Shielded Labs plans an upgrade for supply verification
In response to the loss of trust, Shielded Labs proposes another network upgrade. The plan includes a new shielded pool as well as turnstile accounting for all coins flowing out of the Orchard pool. Turnstile accounting is a Zcash concept established since the Sapling upgrade of 2018. Specifically, when coins must migrate from an old pool into a new one, the total sum can be verified without disclosing individual transactions.
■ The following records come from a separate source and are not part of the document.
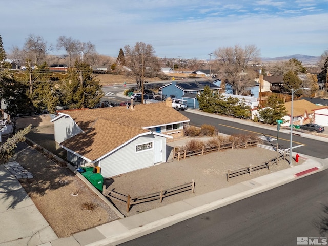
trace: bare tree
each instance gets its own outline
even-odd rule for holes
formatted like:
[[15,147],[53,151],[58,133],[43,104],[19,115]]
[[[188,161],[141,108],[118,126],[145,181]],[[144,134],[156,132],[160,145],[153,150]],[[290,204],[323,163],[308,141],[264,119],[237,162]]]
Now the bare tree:
[[213,54],[220,78],[232,85],[235,94],[242,94],[256,78],[253,65],[259,60],[259,50],[254,45],[244,48],[236,45],[233,47],[219,48]]
[[18,46],[13,46],[8,54],[8,58],[16,64],[16,69],[20,67],[25,60],[25,57],[24,51],[19,49]]
[[69,57],[69,67],[72,66],[72,57],[74,54],[77,54],[77,42],[72,39],[71,37],[66,37],[61,36],[57,39],[57,49],[60,50],[63,48]]
[[31,60],[34,59],[34,64],[39,65],[51,48],[47,47],[47,42],[42,37],[30,34],[24,44],[24,49],[26,52],[27,58]]
[[129,69],[128,75],[133,77],[139,89],[142,89],[142,80],[153,77],[159,71],[159,66],[155,50],[151,44],[137,42],[133,47],[124,47],[125,65]]

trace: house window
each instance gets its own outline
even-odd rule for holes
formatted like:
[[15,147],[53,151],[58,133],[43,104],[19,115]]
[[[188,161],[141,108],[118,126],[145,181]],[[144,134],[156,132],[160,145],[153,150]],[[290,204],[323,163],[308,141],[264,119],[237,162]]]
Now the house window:
[[172,125],[168,125],[165,126],[165,131],[170,131],[171,130],[172,130]]
[[147,144],[142,144],[136,146],[136,151],[142,151],[143,150],[149,150],[153,148],[153,142],[148,142]]

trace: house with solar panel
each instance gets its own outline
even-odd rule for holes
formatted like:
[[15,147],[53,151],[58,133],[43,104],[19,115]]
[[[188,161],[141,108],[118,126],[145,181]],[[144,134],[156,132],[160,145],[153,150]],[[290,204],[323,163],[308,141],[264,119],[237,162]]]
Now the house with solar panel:
[[162,94],[164,97],[175,97],[186,100],[189,109],[198,109],[199,104],[197,96],[204,91],[206,86],[213,91],[219,92],[221,88],[208,81],[197,81],[193,82],[177,82],[171,83],[161,87]]

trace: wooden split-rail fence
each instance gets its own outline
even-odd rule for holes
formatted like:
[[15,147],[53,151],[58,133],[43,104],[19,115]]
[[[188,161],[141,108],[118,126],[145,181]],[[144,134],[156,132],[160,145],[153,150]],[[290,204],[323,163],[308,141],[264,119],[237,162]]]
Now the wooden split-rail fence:
[[246,173],[249,173],[250,175],[252,175],[252,172],[259,170],[263,168],[268,168],[268,170],[270,169],[270,166],[273,164],[278,165],[278,162],[281,159],[285,160],[287,156],[289,156],[289,151],[285,151],[283,153],[279,153],[277,157],[271,159],[269,161],[266,161],[262,164],[260,164],[257,166],[252,166],[250,165],[249,167],[245,168],[240,168],[233,171],[228,170],[227,173],[227,181],[229,181],[229,178],[233,177],[236,177],[237,176],[245,174]]
[[258,141],[257,140],[249,140],[246,142],[243,142],[240,145],[235,145],[233,142],[230,142],[222,144],[219,146],[208,146],[206,147],[203,147],[201,149],[197,150],[190,150],[188,151],[186,150],[184,150],[184,151],[174,151],[172,159],[174,160],[176,158],[178,159],[178,161],[179,161],[180,159],[182,158],[185,159],[188,157],[192,156],[195,155],[203,155],[204,153],[211,151],[220,151],[221,150],[224,150],[225,149],[231,148],[232,149],[234,149],[240,148],[257,147],[258,146]]
[[131,196],[129,194],[127,196],[115,191],[114,189],[112,190],[109,190],[106,188],[105,185],[103,186],[102,194],[111,199],[114,199],[114,200],[126,203],[127,204],[127,212],[129,212],[133,205],[158,199],[159,200],[159,202],[161,203],[164,197],[190,190],[191,190],[192,193],[193,193],[194,192],[195,182],[194,179],[190,183],[184,183],[165,191],[161,189],[159,192],[149,194],[134,198],[131,198]]

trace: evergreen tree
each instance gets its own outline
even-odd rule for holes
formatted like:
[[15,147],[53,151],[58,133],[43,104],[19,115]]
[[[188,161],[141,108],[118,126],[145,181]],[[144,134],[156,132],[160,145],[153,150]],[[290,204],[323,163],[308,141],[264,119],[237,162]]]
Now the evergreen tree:
[[204,90],[197,96],[197,99],[199,104],[199,109],[208,113],[214,112],[214,97],[209,86],[205,86]]
[[119,50],[119,53],[118,53],[118,56],[116,59],[116,63],[118,66],[124,66],[125,63],[125,58],[124,58],[124,53],[123,50],[121,48]]
[[327,70],[328,70],[327,68],[328,68],[328,57],[326,58],[326,60],[324,62],[324,65],[323,65],[323,67],[321,68],[321,71],[320,72],[320,73],[318,75],[318,77],[320,80],[320,81],[325,83],[326,90],[328,91],[328,81],[327,80],[327,78],[328,78],[328,75],[327,75]]
[[92,70],[85,63],[76,61],[69,72],[68,77],[60,86],[61,98],[70,109],[94,108],[100,102],[104,93],[98,80],[92,76]]
[[1,65],[6,58],[6,51],[4,49],[4,43],[2,41],[2,37],[0,35],[0,68],[2,68]]

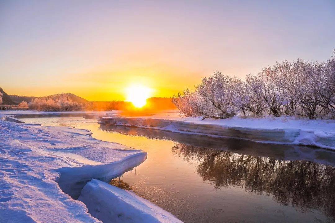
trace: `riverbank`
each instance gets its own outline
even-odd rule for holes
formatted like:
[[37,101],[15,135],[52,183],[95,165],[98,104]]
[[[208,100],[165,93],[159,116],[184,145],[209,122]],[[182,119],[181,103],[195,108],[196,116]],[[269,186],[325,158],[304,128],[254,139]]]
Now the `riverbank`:
[[0,119],[0,221],[100,222],[72,198],[91,179],[120,176],[147,153],[90,134]]

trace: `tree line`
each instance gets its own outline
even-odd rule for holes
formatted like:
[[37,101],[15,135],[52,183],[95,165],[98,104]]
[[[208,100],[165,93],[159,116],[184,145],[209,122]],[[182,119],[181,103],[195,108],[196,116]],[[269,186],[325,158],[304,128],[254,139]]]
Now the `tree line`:
[[277,62],[244,80],[216,71],[203,78],[195,91],[185,89],[172,101],[181,116],[221,119],[242,114],[334,119],[335,57],[321,63]]

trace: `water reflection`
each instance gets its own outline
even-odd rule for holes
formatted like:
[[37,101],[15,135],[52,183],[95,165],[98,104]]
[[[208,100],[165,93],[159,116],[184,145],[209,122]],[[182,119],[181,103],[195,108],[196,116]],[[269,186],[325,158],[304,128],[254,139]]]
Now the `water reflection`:
[[170,140],[184,144],[218,149],[239,154],[271,157],[280,160],[302,159],[335,166],[335,152],[310,146],[268,144],[237,139],[211,137],[154,129],[105,125],[100,125],[99,129],[127,135],[144,136],[149,138]]
[[198,163],[196,173],[217,190],[243,188],[299,212],[319,210],[332,221],[335,219],[333,151],[139,128],[100,125],[100,128],[176,142],[174,155],[187,163]]
[[240,187],[265,193],[302,211],[320,209],[335,217],[335,168],[308,160],[281,160],[218,149],[177,144],[173,152],[186,162],[200,161],[204,181],[216,189]]

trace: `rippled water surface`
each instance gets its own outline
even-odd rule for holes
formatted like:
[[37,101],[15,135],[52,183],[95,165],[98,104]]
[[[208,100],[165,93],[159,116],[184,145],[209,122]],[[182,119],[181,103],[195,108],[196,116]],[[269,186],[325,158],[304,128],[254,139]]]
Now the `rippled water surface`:
[[[335,153],[100,125],[78,117],[22,119],[89,129],[148,152],[120,178],[185,222],[335,222]],[[118,184],[119,179],[111,183]]]

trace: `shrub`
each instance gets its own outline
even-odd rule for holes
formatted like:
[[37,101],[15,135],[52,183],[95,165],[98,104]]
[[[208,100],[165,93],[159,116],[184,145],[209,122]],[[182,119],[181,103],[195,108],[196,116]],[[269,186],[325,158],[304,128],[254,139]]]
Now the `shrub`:
[[335,58],[325,62],[277,62],[245,81],[217,71],[173,99],[181,115],[225,118],[237,112],[335,118]]

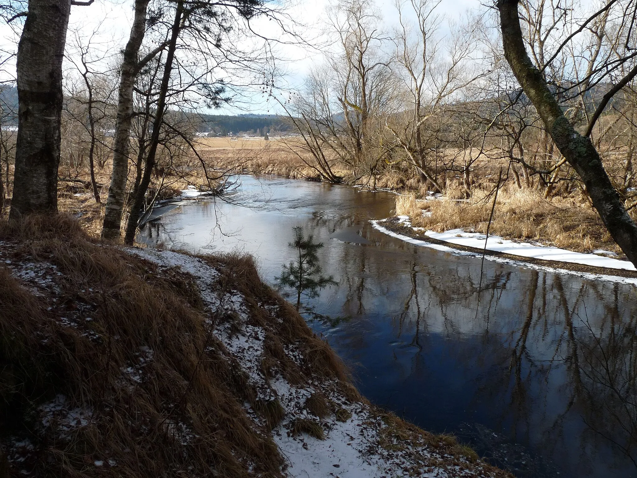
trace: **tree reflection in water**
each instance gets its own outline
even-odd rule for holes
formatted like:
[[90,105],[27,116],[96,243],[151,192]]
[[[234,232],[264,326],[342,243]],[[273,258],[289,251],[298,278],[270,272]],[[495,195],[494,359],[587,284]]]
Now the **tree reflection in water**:
[[293,259],[286,231],[301,225],[325,243],[321,263],[340,284],[322,292],[317,312],[351,317],[317,331],[370,400],[458,433],[520,477],[637,477],[635,287],[485,261],[478,291],[479,260],[369,225],[391,214],[392,195],[242,182],[235,202],[256,208],[187,206],[143,234],[176,249],[254,254],[272,282]]
[[[479,403],[503,407],[492,428],[540,450],[578,449],[583,466],[612,460],[598,449],[606,447],[601,438],[637,468],[637,328],[633,311],[622,310],[626,298],[620,296],[620,286],[583,282],[574,289],[564,286],[571,277],[532,270],[522,286],[511,284],[510,271],[496,271],[483,280],[484,305],[474,321],[467,313],[478,294],[471,274],[459,270],[442,280],[436,272],[417,261],[410,263],[406,296],[393,316],[394,337],[418,349],[411,359],[412,379],[418,379],[414,373],[426,369],[433,358],[423,354],[433,345],[430,335],[453,342],[462,339],[447,346],[458,363],[483,369],[466,375],[475,382],[471,401],[478,408]],[[508,298],[499,311],[503,294],[512,286],[523,293],[513,303]],[[468,335],[480,340],[464,340]],[[580,433],[573,433],[578,426]],[[576,447],[564,443],[574,437]],[[516,471],[526,475],[524,469]]]

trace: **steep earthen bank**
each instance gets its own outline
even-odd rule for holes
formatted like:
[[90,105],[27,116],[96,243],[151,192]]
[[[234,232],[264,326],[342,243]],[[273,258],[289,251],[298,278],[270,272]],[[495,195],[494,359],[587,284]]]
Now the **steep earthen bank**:
[[360,396],[250,257],[0,241],[0,476],[510,476]]

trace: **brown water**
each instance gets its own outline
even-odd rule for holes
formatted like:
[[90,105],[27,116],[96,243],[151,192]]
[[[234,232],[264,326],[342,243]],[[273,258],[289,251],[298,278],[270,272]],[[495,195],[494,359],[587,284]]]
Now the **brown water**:
[[517,476],[637,477],[637,287],[487,261],[478,305],[479,259],[371,226],[392,214],[393,194],[241,182],[229,203],[178,208],[143,238],[252,254],[272,283],[302,226],[339,282],[310,303],[346,318],[311,325],[371,400]]

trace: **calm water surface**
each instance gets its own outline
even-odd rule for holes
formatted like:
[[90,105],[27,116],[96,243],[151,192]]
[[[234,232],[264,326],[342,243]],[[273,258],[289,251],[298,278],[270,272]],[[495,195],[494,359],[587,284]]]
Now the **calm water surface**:
[[229,203],[178,208],[142,235],[252,254],[272,283],[302,226],[339,282],[316,310],[346,318],[312,326],[371,400],[519,477],[637,477],[637,288],[486,261],[478,303],[479,259],[371,226],[394,197],[243,177]]

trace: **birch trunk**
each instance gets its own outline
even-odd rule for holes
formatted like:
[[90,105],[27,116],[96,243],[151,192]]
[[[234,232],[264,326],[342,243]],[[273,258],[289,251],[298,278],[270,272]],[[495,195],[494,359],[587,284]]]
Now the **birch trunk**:
[[29,0],[18,45],[18,137],[10,217],[57,211],[62,60],[70,0]]
[[138,56],[146,30],[146,14],[149,0],[135,0],[135,14],[131,36],[124,52],[117,101],[117,118],[113,141],[113,175],[108,188],[102,226],[102,238],[115,240],[120,237],[124,212],[126,183],[128,180],[128,154],[131,145],[132,119],[132,89],[138,73]]
[[542,74],[527,54],[518,1],[497,1],[505,57],[557,148],[585,185],[608,232],[628,259],[637,266],[637,225],[626,212],[590,140],[580,134],[569,122]]
[[146,196],[146,191],[150,184],[150,175],[152,173],[153,168],[155,167],[155,157],[157,154],[157,147],[159,145],[159,134],[164,120],[164,113],[166,112],[166,99],[168,94],[170,75],[173,71],[173,60],[175,58],[175,52],[177,47],[177,38],[181,31],[183,15],[183,2],[180,1],[177,3],[175,20],[173,22],[172,32],[167,45],[164,75],[159,89],[159,97],[157,99],[157,113],[153,121],[153,132],[148,145],[148,153],[146,157],[144,174],[141,177],[141,182],[140,183],[140,187],[138,188],[135,197],[133,198],[133,203],[131,206],[129,211],[128,224],[126,225],[126,234],[124,236],[124,243],[126,244],[132,244],[135,240],[137,225],[141,208],[144,205],[144,198]]

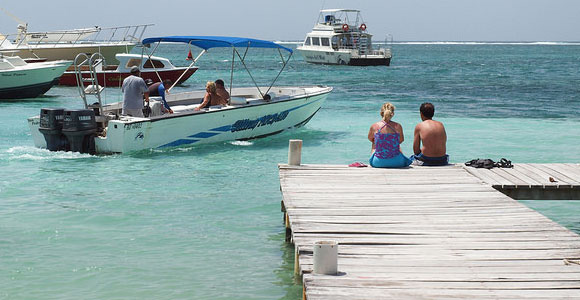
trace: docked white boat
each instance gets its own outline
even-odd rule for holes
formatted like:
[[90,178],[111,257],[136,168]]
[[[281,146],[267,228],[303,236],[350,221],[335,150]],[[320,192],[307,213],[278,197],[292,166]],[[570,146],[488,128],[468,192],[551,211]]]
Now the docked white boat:
[[360,11],[323,9],[318,21],[297,50],[309,63],[351,66],[388,66],[391,48],[374,49]]
[[[246,67],[249,48],[272,48],[282,60],[280,72],[288,64],[292,50],[269,41],[204,36],[169,36],[148,38],[144,45],[161,42],[185,43],[202,49],[190,67],[208,50],[216,47],[232,49],[232,57]],[[242,54],[238,52],[240,50]],[[287,51],[285,58],[283,51]],[[89,62],[90,64],[90,62]],[[233,78],[232,61],[232,78]],[[246,68],[248,73],[250,71]],[[250,73],[251,74],[251,73]],[[278,74],[280,75],[280,74]],[[252,77],[253,78],[253,77]],[[330,87],[273,86],[240,87],[230,85],[228,105],[200,106],[205,91],[171,93],[166,96],[173,114],[164,114],[161,102],[151,98],[151,112],[144,118],[122,116],[122,101],[102,104],[99,99],[84,110],[42,109],[39,116],[28,119],[34,144],[49,150],[71,150],[86,153],[125,153],[151,148],[212,143],[226,140],[247,140],[279,133],[306,124],[320,109]],[[96,80],[96,79],[95,79]],[[233,80],[232,80],[233,81]],[[83,86],[79,86],[86,92]]]
[[129,53],[151,25],[46,32],[27,32],[25,25],[19,25],[16,34],[0,34],[0,50],[23,59],[47,60],[74,60],[79,53],[100,53],[107,63],[118,64],[115,54]]
[[71,61],[29,64],[18,56],[0,54],[0,99],[34,98],[46,93]]

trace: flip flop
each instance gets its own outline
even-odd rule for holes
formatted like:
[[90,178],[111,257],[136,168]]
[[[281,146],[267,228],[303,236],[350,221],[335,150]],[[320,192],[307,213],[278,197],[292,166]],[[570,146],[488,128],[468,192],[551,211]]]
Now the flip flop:
[[355,163],[352,163],[352,164],[350,164],[348,166],[349,167],[354,167],[354,168],[364,168],[364,167],[367,167],[367,165],[365,165],[365,164],[363,164],[361,162],[358,162],[358,161],[355,162]]

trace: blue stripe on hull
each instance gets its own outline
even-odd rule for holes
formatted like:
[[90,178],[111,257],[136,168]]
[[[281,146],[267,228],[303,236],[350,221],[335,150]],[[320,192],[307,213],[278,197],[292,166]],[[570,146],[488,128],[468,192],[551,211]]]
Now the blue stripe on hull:
[[[296,107],[287,109],[287,110],[285,110],[283,112],[290,113],[290,112],[292,112],[294,110],[297,110],[297,109],[300,109],[300,108],[302,108],[304,106],[311,105],[313,103],[316,103],[318,101],[321,101],[322,99],[323,98],[317,99],[317,100],[312,101],[312,102],[309,102],[309,103],[304,103],[302,105],[299,105],[299,106],[296,106]],[[318,110],[320,110],[320,108]],[[308,123],[308,121],[310,121],[310,119],[312,119],[312,117],[314,117],[314,115],[318,112],[318,110],[316,110],[312,115],[310,115],[304,121],[302,121],[302,122],[300,122],[298,124],[295,124],[293,126],[290,126],[288,128],[304,126],[306,123]],[[210,137],[213,137],[213,136],[216,136],[216,135],[220,135],[220,134],[225,133],[225,132],[232,131],[232,128],[233,127],[234,127],[234,125],[225,125],[225,126],[220,126],[220,127],[216,127],[216,128],[213,128],[213,129],[209,129],[208,130],[208,131],[216,131],[216,132],[208,132],[208,131],[198,132],[196,134],[193,134],[193,135],[188,136],[188,138],[192,138],[192,139],[179,139],[179,140],[173,141],[171,143],[168,143],[168,144],[159,146],[159,148],[174,147],[174,146],[180,146],[180,145],[193,144],[193,143],[199,142],[200,139],[206,139],[206,138],[210,138]],[[251,140],[251,139],[256,139],[256,138],[260,138],[260,137],[266,137],[266,136],[270,136],[270,135],[274,135],[274,134],[280,133],[282,131],[284,131],[284,129],[278,130],[278,131],[275,131],[275,132],[271,132],[271,133],[267,133],[267,134],[263,134],[263,135],[259,135],[259,136],[252,136],[252,137],[242,138],[242,139],[239,139],[239,140]],[[195,139],[193,139],[193,138],[195,138]]]
[[0,89],[0,99],[35,98],[48,92],[57,83],[58,78],[55,78],[45,83]]

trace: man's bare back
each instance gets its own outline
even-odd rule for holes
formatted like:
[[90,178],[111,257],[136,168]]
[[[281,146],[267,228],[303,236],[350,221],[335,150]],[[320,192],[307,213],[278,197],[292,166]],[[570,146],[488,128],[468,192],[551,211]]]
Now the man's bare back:
[[447,133],[443,123],[427,119],[415,126],[413,152],[416,155],[423,153],[429,157],[444,156],[447,152],[446,143]]

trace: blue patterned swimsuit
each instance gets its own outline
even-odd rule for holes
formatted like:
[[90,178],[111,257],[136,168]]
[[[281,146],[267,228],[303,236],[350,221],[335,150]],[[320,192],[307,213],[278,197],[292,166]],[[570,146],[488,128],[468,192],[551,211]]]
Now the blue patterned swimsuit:
[[[388,123],[383,123],[381,129],[375,133],[375,152],[369,163],[375,168],[402,168],[410,165],[413,161],[401,153],[399,133]],[[385,126],[395,133],[381,133]]]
As a result, anyone could independently check the ZEC supply.
The organization plans to publish details of the proposal in the following week. First, however, the upgrade must gain community support and pass through the Zcash governance process. At the same time, Shielded Labs announces further collaboration with Hornby. In addition, the team launches a formal-verification project intended to prove the Orchard circuit's correctness mathematically, along with new positions for a Head of Security and a Cryptographer.
Technically, the bug is already fixed. An emergency soft fork disabled the Orchard pool, and the later NU6.2 hard fork reactivated it with a corrected circuit. However, the retroactive trust problem remains, and the proposed upgrade addresses exactly this gap.